日本標準時グループの業務紹介
■協定世界時と日本標準時との時刻比較
NICTは、日本標準時(JST)を生成する協定世界時UTC (NICT)と協定世界時 (UTC)との差が±10ナノ秒(1ナノ秒は10億分の1秒)以内を目標として調整し管理しています。その調整を行うためには、GPS衛星などGNSSを用いた時刻比較方式と静止衛星を用いた時刻比較方式を使用し、高精度な国際時刻比較を行っています。
各国の標準時を扱う機関は、時刻比較結果を基にして個々の原子時計の時刻情報を国際度量衡局(BIPM)に報告しています。BIPMは、各国から収集したデータを基にTAIとUTCの決定をしています。
(写真左)衛星双方向時刻比較方式
(写真右)GPS衛星を用いた時刻比較方式
(写真)衛星双方向 · GPS時刻比較アンテナ群
■国際時刻比較
国際間の正確な時刻比較を行う為、NICTは、2つの方式を使っています。GNSSを用いた時刻比較方式は、原子時計を搭載したGPS衛星などの航行衛星から送出される時刻情報と原子時計を保有する各機関のUTCとの時刻差を求める事が可能です。各機関のUTCとの比較は、衛星の時刻情報を仲介にして計算で求めることができます。この時刻比較方式は、数億分の1秒から数百億分の1秒の精度で時刻比較を行うことが可能です。

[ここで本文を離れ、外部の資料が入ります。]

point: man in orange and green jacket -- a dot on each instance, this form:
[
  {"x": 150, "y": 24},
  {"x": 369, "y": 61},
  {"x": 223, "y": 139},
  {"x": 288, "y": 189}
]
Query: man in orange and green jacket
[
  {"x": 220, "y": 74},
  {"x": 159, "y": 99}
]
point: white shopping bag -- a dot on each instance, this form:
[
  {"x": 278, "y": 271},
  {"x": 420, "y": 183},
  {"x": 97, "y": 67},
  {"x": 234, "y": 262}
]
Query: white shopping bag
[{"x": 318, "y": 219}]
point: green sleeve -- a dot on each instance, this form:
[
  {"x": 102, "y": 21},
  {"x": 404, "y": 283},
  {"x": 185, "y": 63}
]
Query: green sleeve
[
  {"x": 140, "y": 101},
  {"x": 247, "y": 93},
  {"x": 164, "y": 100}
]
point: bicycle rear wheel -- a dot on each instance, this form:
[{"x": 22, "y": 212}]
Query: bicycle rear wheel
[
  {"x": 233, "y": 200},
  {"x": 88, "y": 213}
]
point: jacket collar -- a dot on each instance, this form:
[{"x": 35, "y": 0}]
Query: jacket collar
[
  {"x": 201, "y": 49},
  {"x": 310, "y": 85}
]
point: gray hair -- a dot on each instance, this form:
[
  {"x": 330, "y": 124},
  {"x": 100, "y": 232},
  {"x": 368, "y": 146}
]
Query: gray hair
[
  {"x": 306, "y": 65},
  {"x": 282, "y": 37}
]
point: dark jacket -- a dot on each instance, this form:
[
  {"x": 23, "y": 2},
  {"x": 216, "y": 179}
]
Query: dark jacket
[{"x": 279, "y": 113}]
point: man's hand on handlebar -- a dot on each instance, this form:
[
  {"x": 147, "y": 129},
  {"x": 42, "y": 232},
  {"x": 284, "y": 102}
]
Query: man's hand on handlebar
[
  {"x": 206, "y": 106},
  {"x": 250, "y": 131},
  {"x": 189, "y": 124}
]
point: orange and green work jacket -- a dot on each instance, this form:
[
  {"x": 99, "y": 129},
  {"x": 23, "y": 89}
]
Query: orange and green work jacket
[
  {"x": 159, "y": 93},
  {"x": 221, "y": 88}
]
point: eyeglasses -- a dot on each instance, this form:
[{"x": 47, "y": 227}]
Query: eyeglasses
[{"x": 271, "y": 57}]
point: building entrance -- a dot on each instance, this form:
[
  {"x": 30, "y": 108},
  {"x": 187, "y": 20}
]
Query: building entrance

静止衛星を用いた時刻比較方式は、商用の通信衛星を用い電波に乗せた時刻情報を双方で送りあい、機関間の時刻差を直接計算します。この時刻比較方式は数十億分の1秒から数百億分の1秒の精度で時刻比較を行うことが可能です。
現在では、両方式のデータを使いより精度の高い時刻比較を行っています。